The Bill Faces Insurmountable Constitutional Hurdles
SB 111 raises multiple federal constitutional concerns that would expose the State to costly and likely unsuccessful litigation. As the United States Supreme Court affirmed in Moody v. NetChoice (2024), platforms have a First Amendment right to curate content and design their services as they see fit. Forcing a platform to carry the data, code, or content of a competitor through mandated interoperability is a form of compelled speech. Moreover, requiring companies to hand over proprietary technology and user data to rivals without compensation raises serious Takings Clause concerns under the Fifth Amendment.

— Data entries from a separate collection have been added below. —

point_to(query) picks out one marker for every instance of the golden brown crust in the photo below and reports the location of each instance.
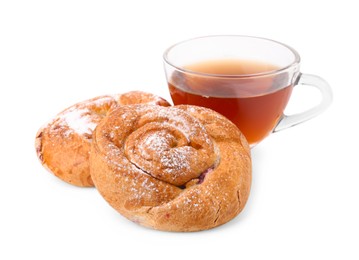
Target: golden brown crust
(181, 168)
(63, 146)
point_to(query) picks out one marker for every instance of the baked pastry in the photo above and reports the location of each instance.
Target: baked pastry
(181, 168)
(63, 145)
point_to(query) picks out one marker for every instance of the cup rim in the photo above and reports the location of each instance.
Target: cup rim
(295, 62)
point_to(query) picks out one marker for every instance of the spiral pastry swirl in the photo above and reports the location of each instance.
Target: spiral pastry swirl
(181, 168)
(63, 145)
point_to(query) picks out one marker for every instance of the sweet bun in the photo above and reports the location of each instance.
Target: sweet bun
(63, 145)
(181, 168)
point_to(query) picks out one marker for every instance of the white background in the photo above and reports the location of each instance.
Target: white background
(305, 191)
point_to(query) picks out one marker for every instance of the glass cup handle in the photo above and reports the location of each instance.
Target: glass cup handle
(327, 97)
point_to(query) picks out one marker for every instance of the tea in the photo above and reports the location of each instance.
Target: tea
(238, 89)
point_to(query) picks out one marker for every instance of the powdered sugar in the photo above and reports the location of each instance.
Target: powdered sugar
(79, 120)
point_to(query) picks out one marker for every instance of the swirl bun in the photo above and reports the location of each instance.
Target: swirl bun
(181, 168)
(64, 144)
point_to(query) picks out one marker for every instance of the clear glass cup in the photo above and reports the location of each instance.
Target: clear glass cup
(247, 79)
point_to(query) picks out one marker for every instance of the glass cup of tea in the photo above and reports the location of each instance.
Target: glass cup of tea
(247, 79)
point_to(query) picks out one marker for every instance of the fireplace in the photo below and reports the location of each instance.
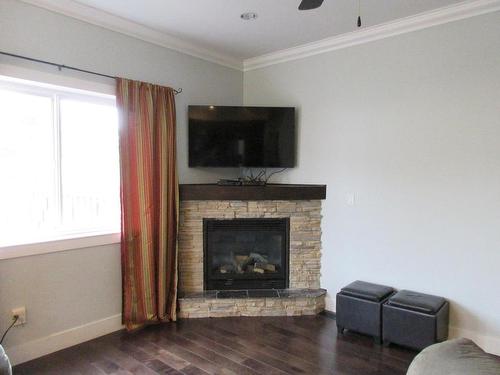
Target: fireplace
(246, 253)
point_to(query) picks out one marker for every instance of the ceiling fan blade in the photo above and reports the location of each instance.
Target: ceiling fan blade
(310, 4)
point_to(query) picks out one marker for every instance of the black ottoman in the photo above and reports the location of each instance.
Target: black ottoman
(359, 308)
(415, 320)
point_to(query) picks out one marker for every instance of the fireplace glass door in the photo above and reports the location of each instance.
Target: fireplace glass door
(246, 253)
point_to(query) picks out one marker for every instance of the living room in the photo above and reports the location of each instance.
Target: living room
(398, 119)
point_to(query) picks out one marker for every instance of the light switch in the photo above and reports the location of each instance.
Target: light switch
(351, 199)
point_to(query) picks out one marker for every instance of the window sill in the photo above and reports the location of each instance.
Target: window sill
(63, 244)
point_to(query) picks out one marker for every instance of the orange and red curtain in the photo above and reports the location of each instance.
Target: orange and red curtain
(149, 202)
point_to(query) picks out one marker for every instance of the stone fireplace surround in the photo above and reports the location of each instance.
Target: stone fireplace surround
(300, 203)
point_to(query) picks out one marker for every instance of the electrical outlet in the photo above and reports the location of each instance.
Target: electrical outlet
(21, 313)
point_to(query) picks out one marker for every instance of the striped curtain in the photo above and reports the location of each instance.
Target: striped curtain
(149, 202)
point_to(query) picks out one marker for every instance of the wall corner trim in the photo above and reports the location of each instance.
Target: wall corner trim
(64, 339)
(121, 25)
(420, 21)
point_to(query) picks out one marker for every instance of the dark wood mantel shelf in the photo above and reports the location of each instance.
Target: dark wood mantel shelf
(251, 193)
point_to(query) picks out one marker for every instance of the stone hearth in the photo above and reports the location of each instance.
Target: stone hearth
(303, 296)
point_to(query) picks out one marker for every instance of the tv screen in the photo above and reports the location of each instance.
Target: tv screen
(222, 136)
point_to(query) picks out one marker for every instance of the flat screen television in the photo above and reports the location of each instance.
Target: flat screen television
(222, 136)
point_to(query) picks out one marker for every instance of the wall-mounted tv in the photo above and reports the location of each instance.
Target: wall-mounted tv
(222, 136)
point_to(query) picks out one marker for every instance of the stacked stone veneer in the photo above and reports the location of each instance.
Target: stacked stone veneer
(304, 303)
(305, 237)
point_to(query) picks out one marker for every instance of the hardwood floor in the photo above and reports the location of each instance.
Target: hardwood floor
(270, 345)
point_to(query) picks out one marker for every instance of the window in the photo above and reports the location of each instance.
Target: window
(59, 163)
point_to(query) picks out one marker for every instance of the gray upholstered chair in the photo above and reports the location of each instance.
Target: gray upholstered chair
(457, 357)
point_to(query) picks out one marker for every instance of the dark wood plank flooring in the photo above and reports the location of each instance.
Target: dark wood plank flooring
(271, 345)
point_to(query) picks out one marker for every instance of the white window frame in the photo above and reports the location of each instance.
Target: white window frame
(56, 84)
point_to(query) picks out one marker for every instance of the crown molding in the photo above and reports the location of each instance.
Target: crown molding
(109, 21)
(404, 25)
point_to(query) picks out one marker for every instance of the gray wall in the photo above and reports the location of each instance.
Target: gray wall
(64, 290)
(411, 126)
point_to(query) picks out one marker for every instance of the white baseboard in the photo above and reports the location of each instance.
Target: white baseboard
(489, 344)
(63, 339)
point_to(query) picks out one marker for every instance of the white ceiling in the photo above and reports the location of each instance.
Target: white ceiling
(216, 24)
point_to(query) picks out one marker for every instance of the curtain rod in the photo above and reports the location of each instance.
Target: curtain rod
(60, 67)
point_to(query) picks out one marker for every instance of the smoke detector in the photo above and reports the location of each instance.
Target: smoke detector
(248, 16)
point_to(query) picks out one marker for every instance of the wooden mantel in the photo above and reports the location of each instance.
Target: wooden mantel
(251, 192)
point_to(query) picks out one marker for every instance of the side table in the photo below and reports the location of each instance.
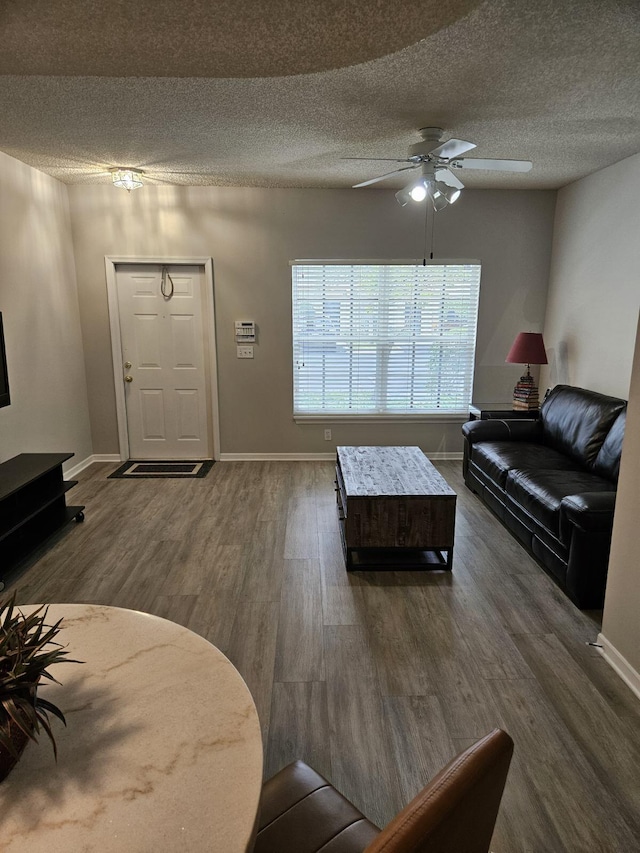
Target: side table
(501, 412)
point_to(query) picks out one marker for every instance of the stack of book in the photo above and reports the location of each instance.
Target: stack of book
(525, 394)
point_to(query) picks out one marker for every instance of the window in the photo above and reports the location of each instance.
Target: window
(383, 339)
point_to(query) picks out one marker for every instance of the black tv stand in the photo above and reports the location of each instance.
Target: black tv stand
(32, 503)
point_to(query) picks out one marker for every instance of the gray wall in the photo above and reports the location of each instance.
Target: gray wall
(590, 332)
(252, 234)
(621, 620)
(39, 303)
(594, 285)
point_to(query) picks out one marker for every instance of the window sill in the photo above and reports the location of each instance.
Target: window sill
(444, 417)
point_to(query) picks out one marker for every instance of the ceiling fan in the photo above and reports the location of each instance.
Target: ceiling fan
(436, 160)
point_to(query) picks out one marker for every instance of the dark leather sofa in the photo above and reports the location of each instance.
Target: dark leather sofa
(553, 483)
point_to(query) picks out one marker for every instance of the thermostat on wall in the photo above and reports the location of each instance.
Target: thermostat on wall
(245, 331)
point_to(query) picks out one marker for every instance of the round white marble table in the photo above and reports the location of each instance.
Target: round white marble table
(162, 750)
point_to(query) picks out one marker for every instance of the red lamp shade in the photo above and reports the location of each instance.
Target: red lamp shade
(528, 348)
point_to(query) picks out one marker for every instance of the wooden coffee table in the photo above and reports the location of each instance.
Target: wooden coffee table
(394, 508)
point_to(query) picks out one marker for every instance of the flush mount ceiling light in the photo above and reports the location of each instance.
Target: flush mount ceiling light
(128, 179)
(426, 186)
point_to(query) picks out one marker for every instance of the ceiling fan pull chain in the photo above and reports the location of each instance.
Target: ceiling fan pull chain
(163, 284)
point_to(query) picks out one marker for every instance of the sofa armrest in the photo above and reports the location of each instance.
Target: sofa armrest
(494, 430)
(590, 511)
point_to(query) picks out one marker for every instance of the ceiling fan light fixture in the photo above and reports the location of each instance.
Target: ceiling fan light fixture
(127, 179)
(452, 194)
(438, 200)
(403, 196)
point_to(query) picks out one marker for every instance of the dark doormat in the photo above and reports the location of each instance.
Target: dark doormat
(133, 470)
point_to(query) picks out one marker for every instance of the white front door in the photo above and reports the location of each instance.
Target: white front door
(163, 362)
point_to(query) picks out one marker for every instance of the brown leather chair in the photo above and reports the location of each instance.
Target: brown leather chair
(301, 812)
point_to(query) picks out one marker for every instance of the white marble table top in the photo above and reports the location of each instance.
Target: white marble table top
(162, 750)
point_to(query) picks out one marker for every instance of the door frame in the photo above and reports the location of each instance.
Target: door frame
(209, 318)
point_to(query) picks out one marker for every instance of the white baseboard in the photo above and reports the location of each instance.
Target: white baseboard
(95, 457)
(621, 665)
(277, 457)
(308, 457)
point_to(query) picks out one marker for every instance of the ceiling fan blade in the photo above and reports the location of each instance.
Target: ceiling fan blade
(496, 165)
(452, 148)
(382, 177)
(379, 159)
(447, 177)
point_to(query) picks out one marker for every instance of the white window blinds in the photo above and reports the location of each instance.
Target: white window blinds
(383, 339)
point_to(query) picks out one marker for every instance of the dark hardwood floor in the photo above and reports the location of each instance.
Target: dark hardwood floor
(376, 679)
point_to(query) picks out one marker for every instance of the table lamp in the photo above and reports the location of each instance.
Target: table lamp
(528, 348)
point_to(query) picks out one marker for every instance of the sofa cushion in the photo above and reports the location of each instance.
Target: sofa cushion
(576, 421)
(607, 463)
(497, 458)
(540, 493)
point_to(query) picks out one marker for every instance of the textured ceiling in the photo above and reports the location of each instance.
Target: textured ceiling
(259, 93)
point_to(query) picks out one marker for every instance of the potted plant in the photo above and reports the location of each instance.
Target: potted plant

Combined with the Dormant Commerce Clause issues raised by creating a state-specific technical mandate on fundamentally interstate services such as online social media platforms, this bill is legally compromised from multiple directions. Signing it into law would invite immediate legal challenge and impose significant litigation costs on the State.
For these reasons, we respectfully urge you to protect the privacy, security and constitutional rights of South Dakotans by vetoing Senate Bill 111. NetChoice remains committed to working with your office and the Legislature on targeted, constitutionally sound approaches to data portability and consumer empowerment that do not create the serious risks outlined above.
Sincerely,
Patrick Hedger
Director of Policy, NetChoice (The views of NetChoice expressed here do not necessarily represent the views of all NetChoice members.)
NetChoice is a trade association that works to protect free expression and promote free enterprise online.